The action plan establishes a comprehensive framework for the standardized issuance, management, and supervision of the digital yuan within China’s financial system. The PBOC emphasized that the primary objectives are to enhance payment system efficiency, strengthen financial stability, and modernize monetary infrastructure. Deputy Governor Lu Lei highlighted that the central bank will retain full control over the technology and governance of the digital yuan, ensuring centralized oversight of its core systems.
China’s digital currency research began in 2014, with the formal launch of the DC/EP (Digital Currency/Electronic Payment) initiative in 2016. Since then, pilot programs for the digital yuan have steadily expanded across domestic and select international use cases. These pilots rely on a hybrid architecture that combines account-based mechanisms with elements of blockchain technology, allowing transactions through software wallets or offline-capable hardware wallets.
By the end of November 2025, digital yuan adoption had reached significant scale, with approximately 3.48 billion transactions totaling 16.7 trillion yuan.
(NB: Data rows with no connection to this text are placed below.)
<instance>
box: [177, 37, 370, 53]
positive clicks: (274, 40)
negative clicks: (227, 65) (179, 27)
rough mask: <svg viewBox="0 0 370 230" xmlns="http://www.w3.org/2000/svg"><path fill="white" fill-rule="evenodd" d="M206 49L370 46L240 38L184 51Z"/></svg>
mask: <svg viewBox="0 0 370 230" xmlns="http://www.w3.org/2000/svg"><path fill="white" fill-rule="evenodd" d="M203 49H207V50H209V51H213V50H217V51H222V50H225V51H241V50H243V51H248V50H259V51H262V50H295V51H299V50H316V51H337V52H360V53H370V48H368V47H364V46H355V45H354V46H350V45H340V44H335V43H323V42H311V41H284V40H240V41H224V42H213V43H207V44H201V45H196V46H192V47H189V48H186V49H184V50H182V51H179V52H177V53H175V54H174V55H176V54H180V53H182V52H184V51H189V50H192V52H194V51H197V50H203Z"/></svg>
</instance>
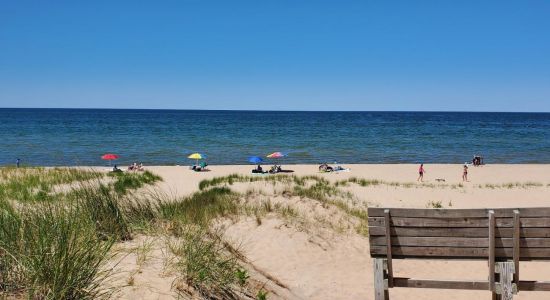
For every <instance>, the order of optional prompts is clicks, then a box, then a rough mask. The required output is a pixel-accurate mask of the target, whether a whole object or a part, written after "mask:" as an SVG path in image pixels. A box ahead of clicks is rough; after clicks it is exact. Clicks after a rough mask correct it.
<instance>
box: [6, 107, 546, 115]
mask: <svg viewBox="0 0 550 300" xmlns="http://www.w3.org/2000/svg"><path fill="white" fill-rule="evenodd" d="M0 109H52V110H53V109H60V110H77V109H80V110H158V111H162V110H164V111H168V110H170V111H235V112H239V111H240V112H429V113H430V112H433V113H525V114H548V113H550V111H496V110H495V111H481V110H480V111H467V110H283V109H203V108H106V107H0Z"/></svg>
More than 230 million individual wallets and over 19 million institutional wallets have been opened. In cross-border payments, the mBridge platform processed over 4,000 transactions, amounting to nearly 387 billion yuan, underscoring China’s ambitions in global digital currency infrastructure despite international scrutiny.
Although the Bank for International Settlements withdrew from mBridge over concerns related to sanctions and global currency dominance, Chinese authorities have continued refining digital yuan policies. The updated plan reaffirms the two-tier operational model, where the PBOC sets standards while commercial banks handle user-facing services. Banks will also be permitted to offer interest on digital yuan balances, encouraging wider adoption, even as regulators intensify oversight to curb renewed cryptocurrency speculation.